Mixed-precision hardware has recently become commercially available, and more than 25% of the supercomputers in the TOP500 list now have mixed-precision capabilities. Using lower precision in algorithms can be beneficial in terms of reducing both computation and communication costs.
There are many current efforts towards developing mixed-precision numerical linear algebra algorithms, which can lead to speedups in real applications. Motivated by this, we aim to further the state of the art in developing and analyzing mixed-precision variants of iterative methods.
In iterative methods based on Krylov subspaces, the orthogonal basis is generated by Arnoldi or Lanczos methods or their variants. In long recurrence methods such as GMRES, one needs to use an explicit orthogonalization scheme such as Gram-Schmidt to orthonormalize the vectors generated.
One of the variants of the Gram-Schmidt method is Classical Gram-Schmidt (CGS). From a performance perspective, CGS is preferable as it only involves one synchronization per vector.
The computation of Krylov subspace bases and orthogonalization procedures require sparse matrix-vector products and dot products in each iteration. These computations cause Krylov subspace methods to have a communication bottleneck in practical settings.
Communication-avoiding Krylov subspace methods (also called s-step methods) can asymptotically reduce the communication cost per iteration versus standard approaches. To avoid communication, iterations are computed in blocks of s, which involves generating a basis for a Krylov subspace followed by block orthogonalization.

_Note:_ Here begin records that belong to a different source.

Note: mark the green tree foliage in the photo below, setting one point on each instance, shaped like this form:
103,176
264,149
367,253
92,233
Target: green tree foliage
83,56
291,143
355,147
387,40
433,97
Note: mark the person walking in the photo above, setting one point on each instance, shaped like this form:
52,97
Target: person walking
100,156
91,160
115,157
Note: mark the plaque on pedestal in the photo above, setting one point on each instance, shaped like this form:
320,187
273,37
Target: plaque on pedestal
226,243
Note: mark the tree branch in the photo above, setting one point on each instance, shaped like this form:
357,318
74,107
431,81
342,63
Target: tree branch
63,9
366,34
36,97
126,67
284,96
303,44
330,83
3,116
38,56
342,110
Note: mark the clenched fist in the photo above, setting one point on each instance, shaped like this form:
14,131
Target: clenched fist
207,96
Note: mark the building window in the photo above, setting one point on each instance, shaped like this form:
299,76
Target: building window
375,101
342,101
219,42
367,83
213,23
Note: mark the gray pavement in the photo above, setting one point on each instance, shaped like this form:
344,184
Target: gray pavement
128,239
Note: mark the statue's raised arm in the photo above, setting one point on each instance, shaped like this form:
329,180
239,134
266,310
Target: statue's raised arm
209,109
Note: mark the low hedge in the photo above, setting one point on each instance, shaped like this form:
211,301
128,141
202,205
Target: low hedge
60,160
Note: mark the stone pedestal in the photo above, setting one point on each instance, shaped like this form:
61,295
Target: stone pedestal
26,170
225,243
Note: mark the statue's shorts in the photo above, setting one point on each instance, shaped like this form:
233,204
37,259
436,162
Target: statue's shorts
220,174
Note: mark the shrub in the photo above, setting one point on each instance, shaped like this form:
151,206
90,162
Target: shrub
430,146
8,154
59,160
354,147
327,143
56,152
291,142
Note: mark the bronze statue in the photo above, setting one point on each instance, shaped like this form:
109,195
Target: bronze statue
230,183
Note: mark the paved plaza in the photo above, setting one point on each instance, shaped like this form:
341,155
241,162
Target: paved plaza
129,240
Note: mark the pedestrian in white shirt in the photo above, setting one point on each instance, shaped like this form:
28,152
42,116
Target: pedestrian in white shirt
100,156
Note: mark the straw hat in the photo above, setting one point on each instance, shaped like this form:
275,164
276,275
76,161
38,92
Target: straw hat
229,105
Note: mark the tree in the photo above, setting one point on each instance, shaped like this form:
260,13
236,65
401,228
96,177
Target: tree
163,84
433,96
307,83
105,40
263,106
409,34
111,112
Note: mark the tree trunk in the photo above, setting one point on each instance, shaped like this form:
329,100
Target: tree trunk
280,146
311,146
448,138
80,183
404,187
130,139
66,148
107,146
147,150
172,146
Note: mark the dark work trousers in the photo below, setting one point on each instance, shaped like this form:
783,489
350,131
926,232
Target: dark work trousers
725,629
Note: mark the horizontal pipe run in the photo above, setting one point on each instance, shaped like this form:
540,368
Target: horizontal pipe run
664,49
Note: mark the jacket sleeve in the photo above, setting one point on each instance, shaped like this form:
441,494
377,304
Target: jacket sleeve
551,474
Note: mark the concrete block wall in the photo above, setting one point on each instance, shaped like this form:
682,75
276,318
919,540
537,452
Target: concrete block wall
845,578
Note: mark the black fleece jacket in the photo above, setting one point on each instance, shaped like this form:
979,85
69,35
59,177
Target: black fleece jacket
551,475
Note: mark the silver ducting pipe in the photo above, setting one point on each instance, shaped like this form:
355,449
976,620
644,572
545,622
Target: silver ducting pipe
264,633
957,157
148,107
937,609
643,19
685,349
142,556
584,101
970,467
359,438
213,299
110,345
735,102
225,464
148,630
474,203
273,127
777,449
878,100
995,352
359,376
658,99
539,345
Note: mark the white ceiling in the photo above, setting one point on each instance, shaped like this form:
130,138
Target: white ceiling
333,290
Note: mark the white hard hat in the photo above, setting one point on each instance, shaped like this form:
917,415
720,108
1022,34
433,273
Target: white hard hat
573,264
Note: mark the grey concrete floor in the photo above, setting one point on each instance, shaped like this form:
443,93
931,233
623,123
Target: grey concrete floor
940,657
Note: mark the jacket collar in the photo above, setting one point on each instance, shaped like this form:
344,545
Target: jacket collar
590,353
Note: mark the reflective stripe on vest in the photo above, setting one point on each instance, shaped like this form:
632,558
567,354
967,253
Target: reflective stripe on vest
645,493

In this way, data dependencies between sparse matrix-vector multiplication and dot products in the method can be broken. To perform block orthogonalization, BGS algorithms are necessary for block and s-step Krylov subspace methods.
As standalone orthogonalization schemes, block approaches also have performance benefits as they make use of BLAS3 operations. BCGS-P is a block variant of classical Gram-Schmidt based on the Pythagorean theorem which guarantees $O(u)\kappa^2(A)$ loss of orthogonality as long as $O(u)\kappa^2(A)<1.
This constraint on the condition number of the input matrix tightly limits the problems to which this algorithm applies. One can potentially loosen the constraint in two ways: (1) using a mixed-precision CholQR routine and (2) incorporating a shift into CholQR.
In this talk, both potential strategies will be explored.